I want to implement a vote system for several different entities/tables (e.g. articles, blog posts, users).
What is the best/more efficient approach?:
Create a table votes to store all the votes of all entities?
votes
vote_id
user_id
type (articles, blogposts or users)
Create a table votes for each entity? votes_articles, votes_blogposts, votes_users
What I see is:
First option will result with a bigger table and there's an additional field which I need to include in my queries. More generic table that can be easily extended for more entities if needed and everything is kind of centralised. (Can use a generic function to retrieve/insert/update the table.)
Second option will result with smaller tables; faster to query? But not necessarily better to maintain.
The second method has many advantages. Presumably, the votes are actually on entities, so you also have an id in each table pointing to the article, blogpost, or whatever that is being voted on. In a standard SQL database, you would like to have foreign key references to other tables, and the one-table-per-entity approach provides that capability.
You could modify the first approach to do this.
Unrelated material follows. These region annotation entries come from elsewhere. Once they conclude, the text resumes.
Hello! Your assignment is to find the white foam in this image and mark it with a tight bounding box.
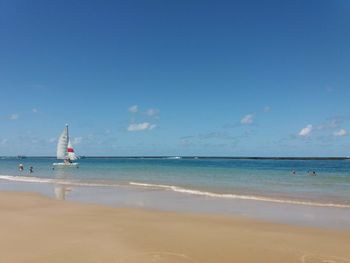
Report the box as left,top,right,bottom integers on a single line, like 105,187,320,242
129,182,350,208
0,175,350,208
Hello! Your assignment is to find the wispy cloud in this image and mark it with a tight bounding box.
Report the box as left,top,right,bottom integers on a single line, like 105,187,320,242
127,122,156,131
241,114,254,125
333,129,348,137
128,105,139,113
263,106,271,112
299,124,313,137
145,109,159,116
8,113,19,121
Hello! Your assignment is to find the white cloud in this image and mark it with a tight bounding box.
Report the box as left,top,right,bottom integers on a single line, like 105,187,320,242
8,113,19,121
241,114,254,124
263,106,271,112
127,122,156,131
146,109,159,116
333,129,348,137
73,137,83,145
128,105,139,113
299,124,313,137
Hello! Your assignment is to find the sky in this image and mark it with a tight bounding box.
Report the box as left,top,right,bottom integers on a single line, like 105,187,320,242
0,0,350,156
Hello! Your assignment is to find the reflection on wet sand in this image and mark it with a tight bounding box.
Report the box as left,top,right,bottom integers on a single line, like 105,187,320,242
54,184,72,200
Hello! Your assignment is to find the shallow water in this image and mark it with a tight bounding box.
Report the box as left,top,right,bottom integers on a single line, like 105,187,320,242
0,158,350,228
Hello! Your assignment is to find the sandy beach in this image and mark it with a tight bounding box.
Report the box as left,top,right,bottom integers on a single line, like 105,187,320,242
0,192,350,263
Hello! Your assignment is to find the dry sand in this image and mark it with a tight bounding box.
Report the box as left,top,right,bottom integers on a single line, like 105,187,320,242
0,192,350,263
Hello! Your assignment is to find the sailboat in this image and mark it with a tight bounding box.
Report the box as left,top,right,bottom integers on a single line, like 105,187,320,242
53,124,78,167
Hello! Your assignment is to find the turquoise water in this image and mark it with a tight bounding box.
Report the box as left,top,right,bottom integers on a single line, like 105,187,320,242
0,158,350,208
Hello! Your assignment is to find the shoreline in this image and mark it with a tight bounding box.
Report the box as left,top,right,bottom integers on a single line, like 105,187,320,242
0,191,350,263
0,177,350,230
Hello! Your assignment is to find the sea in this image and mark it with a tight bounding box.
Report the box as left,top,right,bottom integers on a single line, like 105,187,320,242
0,157,350,228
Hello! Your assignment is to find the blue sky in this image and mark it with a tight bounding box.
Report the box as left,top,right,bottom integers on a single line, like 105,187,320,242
0,0,350,156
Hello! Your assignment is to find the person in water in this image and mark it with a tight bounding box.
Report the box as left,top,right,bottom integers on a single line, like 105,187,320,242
308,171,317,176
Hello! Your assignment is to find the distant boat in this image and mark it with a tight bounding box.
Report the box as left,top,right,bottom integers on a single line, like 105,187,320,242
53,124,78,167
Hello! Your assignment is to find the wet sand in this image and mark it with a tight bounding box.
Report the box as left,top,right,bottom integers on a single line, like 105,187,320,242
0,192,350,263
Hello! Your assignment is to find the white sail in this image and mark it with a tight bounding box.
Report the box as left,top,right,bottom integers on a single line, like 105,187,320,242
57,125,69,159
67,140,78,161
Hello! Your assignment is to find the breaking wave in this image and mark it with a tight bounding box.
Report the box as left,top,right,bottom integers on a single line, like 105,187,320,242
0,175,350,208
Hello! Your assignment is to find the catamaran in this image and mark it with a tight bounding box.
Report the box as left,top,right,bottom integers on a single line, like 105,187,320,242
53,124,78,167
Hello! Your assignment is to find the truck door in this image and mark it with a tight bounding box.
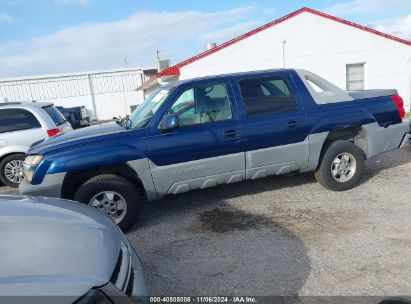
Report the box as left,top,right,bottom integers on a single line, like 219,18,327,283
232,71,309,179
147,79,245,196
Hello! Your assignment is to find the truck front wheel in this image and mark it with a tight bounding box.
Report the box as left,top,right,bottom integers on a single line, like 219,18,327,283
74,174,141,232
315,140,364,191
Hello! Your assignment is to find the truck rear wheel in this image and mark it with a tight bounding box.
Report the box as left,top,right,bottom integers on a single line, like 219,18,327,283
315,140,364,191
74,174,141,232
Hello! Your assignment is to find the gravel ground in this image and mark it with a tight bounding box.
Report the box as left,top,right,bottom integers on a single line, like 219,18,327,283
0,148,411,296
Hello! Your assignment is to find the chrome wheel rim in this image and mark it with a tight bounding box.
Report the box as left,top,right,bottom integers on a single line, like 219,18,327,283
4,160,24,184
89,191,127,224
331,152,357,183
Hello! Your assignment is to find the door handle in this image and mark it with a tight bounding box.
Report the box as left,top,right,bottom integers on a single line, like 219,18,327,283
223,130,240,138
286,120,300,129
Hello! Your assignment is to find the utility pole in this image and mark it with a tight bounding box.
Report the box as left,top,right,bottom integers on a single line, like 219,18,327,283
121,58,128,117
87,74,98,119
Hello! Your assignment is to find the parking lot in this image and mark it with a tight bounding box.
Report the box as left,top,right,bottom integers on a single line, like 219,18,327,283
0,148,411,296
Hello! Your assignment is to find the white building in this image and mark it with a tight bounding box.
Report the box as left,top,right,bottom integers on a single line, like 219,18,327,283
139,8,411,111
0,68,157,120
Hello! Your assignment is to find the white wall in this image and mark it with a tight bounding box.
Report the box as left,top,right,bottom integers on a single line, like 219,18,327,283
180,12,411,111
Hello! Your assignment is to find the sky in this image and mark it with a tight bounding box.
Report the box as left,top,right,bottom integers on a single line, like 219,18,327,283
0,0,411,78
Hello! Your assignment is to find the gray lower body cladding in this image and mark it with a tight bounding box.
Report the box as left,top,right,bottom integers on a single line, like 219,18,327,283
19,172,66,198
354,121,410,159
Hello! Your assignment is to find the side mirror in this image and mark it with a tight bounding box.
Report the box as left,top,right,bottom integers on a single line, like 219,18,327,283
158,114,180,131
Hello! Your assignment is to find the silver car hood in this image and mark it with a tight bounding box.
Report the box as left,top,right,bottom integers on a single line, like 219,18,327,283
0,196,121,302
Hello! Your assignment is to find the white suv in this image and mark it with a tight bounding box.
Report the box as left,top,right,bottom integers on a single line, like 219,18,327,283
0,102,73,188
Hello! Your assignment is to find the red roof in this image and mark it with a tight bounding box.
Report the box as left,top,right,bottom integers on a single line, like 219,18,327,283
139,7,411,89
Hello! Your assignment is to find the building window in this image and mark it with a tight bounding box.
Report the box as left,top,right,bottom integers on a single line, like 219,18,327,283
347,63,365,91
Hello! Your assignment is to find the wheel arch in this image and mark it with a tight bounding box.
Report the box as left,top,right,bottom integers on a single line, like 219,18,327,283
61,164,147,199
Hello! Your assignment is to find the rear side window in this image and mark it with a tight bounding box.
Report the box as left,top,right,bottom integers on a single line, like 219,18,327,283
239,77,297,116
43,106,66,126
0,109,41,133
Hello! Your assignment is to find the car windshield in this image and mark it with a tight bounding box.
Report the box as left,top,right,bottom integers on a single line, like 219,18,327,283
129,88,170,128
43,105,66,126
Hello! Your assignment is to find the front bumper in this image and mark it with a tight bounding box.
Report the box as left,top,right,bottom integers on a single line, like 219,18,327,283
19,172,66,198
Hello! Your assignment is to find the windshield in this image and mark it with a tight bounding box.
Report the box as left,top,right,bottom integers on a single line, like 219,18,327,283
130,88,170,128
43,105,66,126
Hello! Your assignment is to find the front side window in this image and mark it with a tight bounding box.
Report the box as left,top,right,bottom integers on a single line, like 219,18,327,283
239,77,296,116
130,87,170,128
0,109,41,133
168,83,232,126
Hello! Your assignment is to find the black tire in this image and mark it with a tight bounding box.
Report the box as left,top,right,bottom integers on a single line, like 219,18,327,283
315,140,364,191
0,153,25,188
74,174,142,232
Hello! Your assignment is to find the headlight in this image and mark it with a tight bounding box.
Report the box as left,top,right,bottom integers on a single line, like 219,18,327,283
24,155,42,167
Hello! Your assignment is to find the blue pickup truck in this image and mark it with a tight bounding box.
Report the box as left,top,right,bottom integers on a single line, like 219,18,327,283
19,69,410,230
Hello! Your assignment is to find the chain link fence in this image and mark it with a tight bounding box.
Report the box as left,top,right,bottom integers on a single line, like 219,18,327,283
0,69,157,102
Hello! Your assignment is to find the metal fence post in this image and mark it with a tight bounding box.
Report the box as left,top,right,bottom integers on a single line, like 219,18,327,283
87,74,98,119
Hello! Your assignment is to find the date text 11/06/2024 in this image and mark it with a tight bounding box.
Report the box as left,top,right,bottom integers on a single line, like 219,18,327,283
149,296,258,303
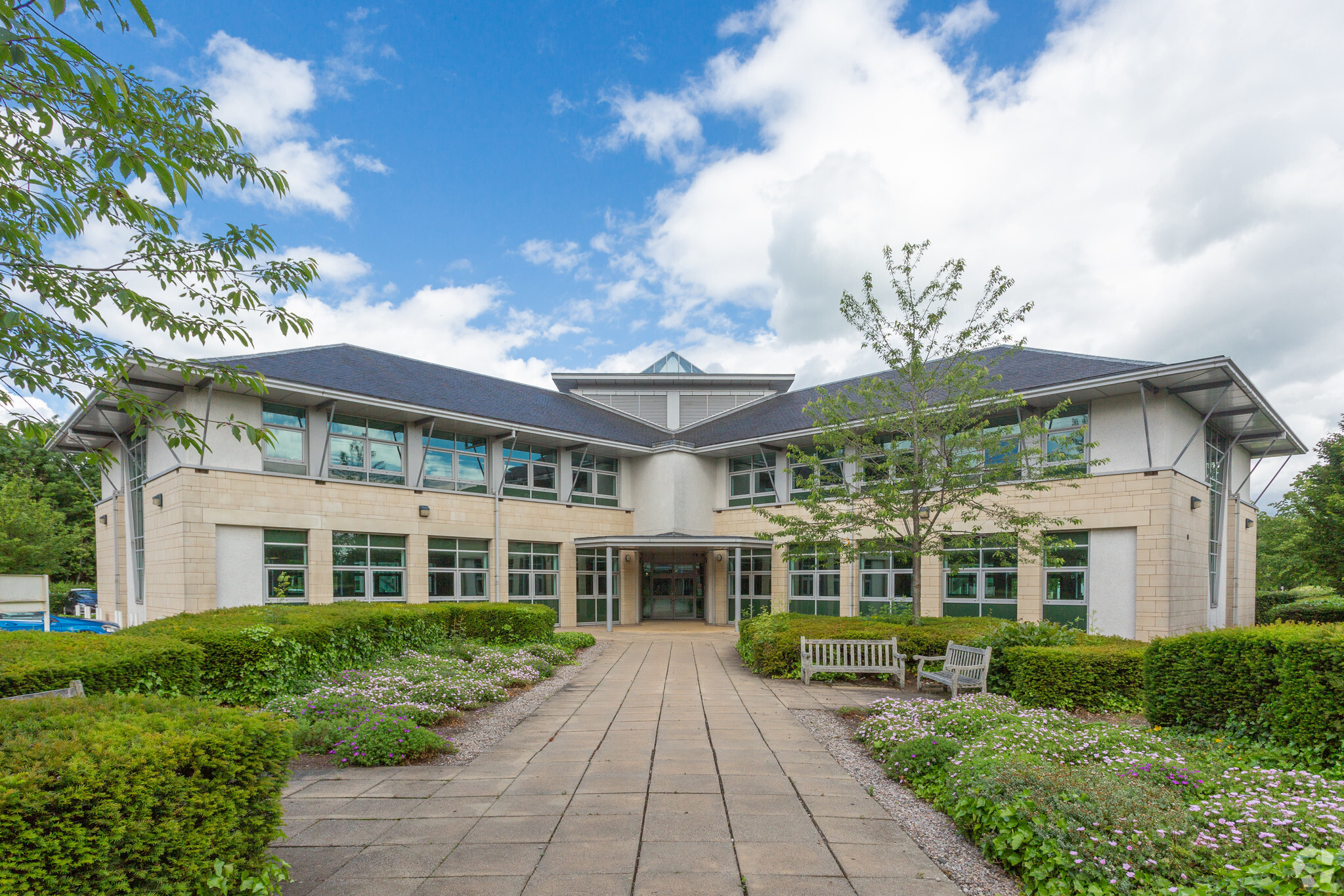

However, that would require a separate column for each possible entity. And, then, you lose the easy flexibility of adding new entities.
When is the first approach advantageous? First, when maintaining valid foreign key references is not important. And, when you often want to bring together votes as votes. So, how many times did a user vote today regardless of what s/he voted on? How many votes do user A and user B have in common regardless of what they voted on? Get the idea. If votes starts to behave like its own entity, then it deserves its own table.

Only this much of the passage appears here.